L’association AGAPA organisait, le 22 septembre dernier, un colloque réunissant des praticiens de tous horizons, tous concernés par une problématique encore trop peu abordée : la mort périnatale. Qu’elle survienne avant le terme ou dans les heures qui suivent la naissance, son impact peut être extrêmement violent, tant sur les parents - et les proches - que sur les soignants. Ce colloque a été l’occasion, pour ces derniers, d’échanger sur leurs expériences afin de toujours mieux accompagner ceux qui y sont confrontés.

Un deuil complexe aux impacts multiples

Quel accompagnement pour les parents face à la mort périnatale ?
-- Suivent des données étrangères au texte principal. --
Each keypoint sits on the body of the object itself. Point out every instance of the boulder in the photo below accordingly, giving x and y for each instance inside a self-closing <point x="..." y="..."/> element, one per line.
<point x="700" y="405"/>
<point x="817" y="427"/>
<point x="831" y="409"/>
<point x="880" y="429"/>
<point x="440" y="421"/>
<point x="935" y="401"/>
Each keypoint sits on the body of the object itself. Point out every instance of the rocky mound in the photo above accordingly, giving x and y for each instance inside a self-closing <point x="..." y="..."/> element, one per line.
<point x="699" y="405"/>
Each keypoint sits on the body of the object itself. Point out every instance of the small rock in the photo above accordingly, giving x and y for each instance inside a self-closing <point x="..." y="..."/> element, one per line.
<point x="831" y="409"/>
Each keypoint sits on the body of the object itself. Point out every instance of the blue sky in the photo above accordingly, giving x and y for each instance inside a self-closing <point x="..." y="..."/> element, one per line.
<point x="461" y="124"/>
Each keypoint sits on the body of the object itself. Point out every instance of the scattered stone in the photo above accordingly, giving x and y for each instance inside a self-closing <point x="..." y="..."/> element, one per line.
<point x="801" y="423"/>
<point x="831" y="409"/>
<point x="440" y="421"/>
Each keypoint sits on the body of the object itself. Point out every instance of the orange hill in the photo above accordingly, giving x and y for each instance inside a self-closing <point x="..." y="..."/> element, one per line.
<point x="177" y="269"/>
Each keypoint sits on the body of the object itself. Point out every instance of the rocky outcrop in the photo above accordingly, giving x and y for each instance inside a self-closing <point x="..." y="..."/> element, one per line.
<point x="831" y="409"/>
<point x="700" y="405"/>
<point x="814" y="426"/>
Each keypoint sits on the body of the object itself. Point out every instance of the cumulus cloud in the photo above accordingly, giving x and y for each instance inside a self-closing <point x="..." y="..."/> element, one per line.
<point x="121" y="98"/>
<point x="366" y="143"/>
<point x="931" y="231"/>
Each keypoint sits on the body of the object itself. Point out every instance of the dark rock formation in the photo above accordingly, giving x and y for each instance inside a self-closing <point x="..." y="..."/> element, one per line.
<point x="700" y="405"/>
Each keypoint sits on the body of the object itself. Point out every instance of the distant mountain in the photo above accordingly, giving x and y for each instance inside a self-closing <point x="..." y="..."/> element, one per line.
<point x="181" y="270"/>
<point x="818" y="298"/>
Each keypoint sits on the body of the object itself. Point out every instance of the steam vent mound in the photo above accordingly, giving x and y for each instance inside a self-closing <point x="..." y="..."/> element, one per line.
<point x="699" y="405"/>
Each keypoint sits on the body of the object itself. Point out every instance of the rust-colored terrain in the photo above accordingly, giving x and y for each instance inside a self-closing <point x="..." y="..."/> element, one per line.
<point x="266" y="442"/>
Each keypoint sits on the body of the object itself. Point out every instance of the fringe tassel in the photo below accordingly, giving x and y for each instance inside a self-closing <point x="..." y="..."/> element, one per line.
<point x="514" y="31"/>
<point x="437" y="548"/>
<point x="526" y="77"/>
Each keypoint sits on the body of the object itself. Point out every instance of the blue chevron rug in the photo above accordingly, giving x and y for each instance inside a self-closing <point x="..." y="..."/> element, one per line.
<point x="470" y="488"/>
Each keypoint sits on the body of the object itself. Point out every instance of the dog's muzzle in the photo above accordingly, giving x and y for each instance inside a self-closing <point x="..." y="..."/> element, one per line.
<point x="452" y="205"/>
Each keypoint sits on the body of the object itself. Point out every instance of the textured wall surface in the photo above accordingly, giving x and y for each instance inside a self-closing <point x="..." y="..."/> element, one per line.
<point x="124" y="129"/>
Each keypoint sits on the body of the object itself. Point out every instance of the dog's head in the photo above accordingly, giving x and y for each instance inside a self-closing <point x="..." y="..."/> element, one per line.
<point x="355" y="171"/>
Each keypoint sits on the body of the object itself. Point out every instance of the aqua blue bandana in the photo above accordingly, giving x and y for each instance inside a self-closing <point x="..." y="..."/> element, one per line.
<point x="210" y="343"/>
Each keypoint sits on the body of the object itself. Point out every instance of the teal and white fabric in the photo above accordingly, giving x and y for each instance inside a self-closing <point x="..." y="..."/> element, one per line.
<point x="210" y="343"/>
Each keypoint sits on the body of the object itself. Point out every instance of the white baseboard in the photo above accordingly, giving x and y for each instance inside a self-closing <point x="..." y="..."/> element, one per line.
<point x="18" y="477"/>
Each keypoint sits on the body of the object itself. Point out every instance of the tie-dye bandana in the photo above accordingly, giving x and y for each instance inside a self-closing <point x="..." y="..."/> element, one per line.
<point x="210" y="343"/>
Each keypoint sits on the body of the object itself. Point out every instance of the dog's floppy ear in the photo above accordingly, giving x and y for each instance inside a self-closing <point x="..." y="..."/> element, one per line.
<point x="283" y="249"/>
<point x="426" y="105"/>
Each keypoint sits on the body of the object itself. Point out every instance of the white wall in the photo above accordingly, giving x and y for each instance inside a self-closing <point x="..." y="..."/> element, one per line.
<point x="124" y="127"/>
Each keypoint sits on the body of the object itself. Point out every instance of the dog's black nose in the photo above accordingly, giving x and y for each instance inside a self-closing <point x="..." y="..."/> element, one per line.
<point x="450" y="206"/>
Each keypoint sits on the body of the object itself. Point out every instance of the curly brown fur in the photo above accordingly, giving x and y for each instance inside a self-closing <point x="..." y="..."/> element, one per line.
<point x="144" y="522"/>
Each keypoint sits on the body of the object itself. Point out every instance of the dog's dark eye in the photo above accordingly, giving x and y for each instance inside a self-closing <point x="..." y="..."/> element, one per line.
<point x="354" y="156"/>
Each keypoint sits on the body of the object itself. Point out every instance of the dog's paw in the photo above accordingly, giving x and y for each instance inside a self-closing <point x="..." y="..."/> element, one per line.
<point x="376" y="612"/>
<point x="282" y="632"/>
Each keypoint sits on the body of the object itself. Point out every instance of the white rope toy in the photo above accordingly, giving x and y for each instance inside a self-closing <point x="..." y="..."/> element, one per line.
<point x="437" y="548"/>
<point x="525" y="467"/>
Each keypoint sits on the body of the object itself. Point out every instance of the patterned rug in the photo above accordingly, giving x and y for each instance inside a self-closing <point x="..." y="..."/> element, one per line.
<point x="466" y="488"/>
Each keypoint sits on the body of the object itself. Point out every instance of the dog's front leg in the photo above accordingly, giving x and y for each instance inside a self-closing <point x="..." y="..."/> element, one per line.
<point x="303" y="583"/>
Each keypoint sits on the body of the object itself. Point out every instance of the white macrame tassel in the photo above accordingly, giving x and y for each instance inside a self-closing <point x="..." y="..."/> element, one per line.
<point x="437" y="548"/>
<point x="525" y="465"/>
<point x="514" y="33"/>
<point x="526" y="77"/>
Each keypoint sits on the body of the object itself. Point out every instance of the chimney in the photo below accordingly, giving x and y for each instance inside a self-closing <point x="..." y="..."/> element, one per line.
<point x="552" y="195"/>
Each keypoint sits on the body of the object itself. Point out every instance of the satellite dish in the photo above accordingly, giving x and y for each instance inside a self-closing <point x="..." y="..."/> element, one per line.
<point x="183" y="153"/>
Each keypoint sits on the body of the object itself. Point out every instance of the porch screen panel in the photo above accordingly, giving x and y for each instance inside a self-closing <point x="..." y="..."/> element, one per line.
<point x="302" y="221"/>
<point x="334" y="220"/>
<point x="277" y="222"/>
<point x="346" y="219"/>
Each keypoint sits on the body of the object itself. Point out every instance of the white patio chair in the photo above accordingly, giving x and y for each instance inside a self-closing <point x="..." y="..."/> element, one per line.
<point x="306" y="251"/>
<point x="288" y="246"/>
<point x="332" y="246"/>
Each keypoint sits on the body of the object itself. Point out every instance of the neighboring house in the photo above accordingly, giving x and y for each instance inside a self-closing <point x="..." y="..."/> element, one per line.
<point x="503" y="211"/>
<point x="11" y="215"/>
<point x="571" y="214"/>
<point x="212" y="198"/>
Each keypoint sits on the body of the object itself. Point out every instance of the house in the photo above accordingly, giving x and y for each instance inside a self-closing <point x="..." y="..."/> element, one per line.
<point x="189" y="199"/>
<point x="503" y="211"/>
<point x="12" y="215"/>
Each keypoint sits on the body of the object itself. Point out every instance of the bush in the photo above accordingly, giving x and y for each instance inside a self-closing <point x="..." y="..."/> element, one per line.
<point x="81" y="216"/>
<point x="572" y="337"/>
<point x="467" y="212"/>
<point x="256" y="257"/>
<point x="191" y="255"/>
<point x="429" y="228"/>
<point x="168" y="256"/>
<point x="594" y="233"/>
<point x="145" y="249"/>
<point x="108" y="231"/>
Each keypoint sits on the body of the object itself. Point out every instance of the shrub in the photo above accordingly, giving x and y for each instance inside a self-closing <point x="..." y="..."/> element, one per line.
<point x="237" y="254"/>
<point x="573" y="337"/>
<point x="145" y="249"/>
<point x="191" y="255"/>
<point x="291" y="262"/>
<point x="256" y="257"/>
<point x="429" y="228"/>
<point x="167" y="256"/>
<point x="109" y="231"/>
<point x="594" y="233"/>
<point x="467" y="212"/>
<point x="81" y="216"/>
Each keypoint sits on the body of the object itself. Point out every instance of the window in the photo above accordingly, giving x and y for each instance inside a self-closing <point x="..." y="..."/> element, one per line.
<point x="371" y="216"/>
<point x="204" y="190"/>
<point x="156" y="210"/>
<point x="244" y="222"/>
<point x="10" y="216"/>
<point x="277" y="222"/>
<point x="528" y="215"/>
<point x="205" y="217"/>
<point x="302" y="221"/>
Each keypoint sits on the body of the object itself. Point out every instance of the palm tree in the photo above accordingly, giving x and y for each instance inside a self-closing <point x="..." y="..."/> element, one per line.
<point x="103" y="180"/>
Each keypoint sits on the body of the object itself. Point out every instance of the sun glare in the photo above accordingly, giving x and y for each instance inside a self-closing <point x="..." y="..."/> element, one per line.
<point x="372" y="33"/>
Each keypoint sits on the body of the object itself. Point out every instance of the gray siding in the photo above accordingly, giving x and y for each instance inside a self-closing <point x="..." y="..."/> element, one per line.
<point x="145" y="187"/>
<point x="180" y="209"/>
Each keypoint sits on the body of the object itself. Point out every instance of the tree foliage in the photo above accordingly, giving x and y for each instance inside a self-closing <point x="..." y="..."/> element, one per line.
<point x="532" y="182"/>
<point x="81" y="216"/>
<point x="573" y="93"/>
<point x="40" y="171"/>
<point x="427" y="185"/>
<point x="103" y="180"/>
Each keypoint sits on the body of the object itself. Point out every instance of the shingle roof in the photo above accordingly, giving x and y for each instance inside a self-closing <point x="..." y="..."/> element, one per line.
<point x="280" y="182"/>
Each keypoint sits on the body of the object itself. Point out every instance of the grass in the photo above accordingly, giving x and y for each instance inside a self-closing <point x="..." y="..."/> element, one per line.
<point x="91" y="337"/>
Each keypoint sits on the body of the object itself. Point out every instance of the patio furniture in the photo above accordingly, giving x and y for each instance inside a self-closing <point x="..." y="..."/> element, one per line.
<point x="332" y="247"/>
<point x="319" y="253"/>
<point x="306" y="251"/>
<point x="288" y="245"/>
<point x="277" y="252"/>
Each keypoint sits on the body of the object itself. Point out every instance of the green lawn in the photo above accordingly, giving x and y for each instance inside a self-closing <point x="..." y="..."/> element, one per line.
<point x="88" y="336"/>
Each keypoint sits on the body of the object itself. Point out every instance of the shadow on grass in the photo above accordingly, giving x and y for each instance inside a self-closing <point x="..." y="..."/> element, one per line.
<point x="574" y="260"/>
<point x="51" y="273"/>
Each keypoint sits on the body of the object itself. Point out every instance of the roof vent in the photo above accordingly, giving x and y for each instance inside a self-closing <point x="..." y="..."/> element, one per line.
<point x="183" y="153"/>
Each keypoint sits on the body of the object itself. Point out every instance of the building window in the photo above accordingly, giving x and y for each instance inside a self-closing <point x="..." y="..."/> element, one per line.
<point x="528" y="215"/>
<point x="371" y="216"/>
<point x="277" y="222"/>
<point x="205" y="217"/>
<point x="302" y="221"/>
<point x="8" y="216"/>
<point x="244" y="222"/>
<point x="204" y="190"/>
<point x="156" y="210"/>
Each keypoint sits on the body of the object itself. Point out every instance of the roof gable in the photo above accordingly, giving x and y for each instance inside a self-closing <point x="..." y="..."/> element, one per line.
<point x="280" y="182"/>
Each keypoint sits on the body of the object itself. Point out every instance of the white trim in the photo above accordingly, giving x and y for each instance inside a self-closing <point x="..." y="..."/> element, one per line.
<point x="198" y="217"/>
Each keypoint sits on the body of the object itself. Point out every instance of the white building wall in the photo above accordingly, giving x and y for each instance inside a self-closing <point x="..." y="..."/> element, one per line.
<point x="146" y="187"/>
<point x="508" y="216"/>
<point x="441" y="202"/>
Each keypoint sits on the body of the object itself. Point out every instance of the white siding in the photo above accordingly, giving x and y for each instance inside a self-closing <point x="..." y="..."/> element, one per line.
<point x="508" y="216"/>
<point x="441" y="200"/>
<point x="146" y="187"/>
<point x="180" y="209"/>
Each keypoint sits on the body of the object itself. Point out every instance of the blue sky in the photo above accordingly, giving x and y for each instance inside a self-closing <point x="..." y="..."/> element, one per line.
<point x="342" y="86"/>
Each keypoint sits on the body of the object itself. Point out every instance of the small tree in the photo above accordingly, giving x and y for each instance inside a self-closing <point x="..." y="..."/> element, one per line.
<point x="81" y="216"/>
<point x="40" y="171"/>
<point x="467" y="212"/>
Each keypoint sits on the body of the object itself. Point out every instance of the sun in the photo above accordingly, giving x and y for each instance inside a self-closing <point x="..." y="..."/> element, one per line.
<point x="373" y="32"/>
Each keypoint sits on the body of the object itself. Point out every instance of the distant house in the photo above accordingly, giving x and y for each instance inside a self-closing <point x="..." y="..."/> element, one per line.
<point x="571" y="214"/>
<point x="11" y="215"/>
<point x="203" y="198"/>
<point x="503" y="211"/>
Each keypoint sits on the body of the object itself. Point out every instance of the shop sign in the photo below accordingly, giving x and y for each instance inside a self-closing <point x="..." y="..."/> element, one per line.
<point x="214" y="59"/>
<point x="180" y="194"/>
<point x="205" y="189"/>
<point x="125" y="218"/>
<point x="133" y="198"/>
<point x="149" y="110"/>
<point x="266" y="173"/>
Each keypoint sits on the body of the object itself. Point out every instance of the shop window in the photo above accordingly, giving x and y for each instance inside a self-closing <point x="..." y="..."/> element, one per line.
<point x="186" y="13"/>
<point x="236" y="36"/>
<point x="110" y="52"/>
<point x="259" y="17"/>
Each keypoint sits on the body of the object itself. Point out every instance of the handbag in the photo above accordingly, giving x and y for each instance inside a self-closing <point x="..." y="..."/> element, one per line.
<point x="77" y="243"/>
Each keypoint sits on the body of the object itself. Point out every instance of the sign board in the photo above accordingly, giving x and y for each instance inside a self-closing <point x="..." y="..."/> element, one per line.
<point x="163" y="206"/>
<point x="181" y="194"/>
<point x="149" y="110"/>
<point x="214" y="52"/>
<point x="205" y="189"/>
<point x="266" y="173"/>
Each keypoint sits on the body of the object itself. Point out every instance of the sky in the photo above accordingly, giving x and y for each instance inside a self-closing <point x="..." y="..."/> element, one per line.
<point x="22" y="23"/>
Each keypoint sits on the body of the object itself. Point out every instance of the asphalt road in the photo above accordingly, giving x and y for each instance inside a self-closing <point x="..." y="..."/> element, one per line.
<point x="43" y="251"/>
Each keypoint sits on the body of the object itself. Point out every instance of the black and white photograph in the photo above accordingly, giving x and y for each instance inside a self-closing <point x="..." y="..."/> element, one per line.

La mort périnatale, celle qui survient pendant la grossesse, ou autour de la naissance, surgit brutalement dans un temps normalement dévolu à la vie. Impensable, elle est souvent considérée par la société - ou par l’entourage - comme un non-avènement, et donc un non-événement, quelque chose à oublier sans délai, à effacer définitivement. Indifférence insupportable pour les parents touchés par la perte d’un enfant, et qui ne facilite pas leur avancée sur le chemin du deuil. Un travail de deuil souvent difficile, parce que le passage trop bref de cet enfant dans la vie ne laissera que peu de traces, de souvenirs, de vécu ensemble, et sera parfois entaché de la culpabilité de ne pas être parvenu à donner la vie. Il pourra prendre des formes très diverses : nostalgie, mélancolie, vie imaginée, sublimation, ou bien déni, fantasme, somatisation, dépression chronique… La mobilisation de l’entourage, qu’il soit médical, familial, ou social, prend dès lors une importance capitale, et nécessite un travail pluridisciplinaire.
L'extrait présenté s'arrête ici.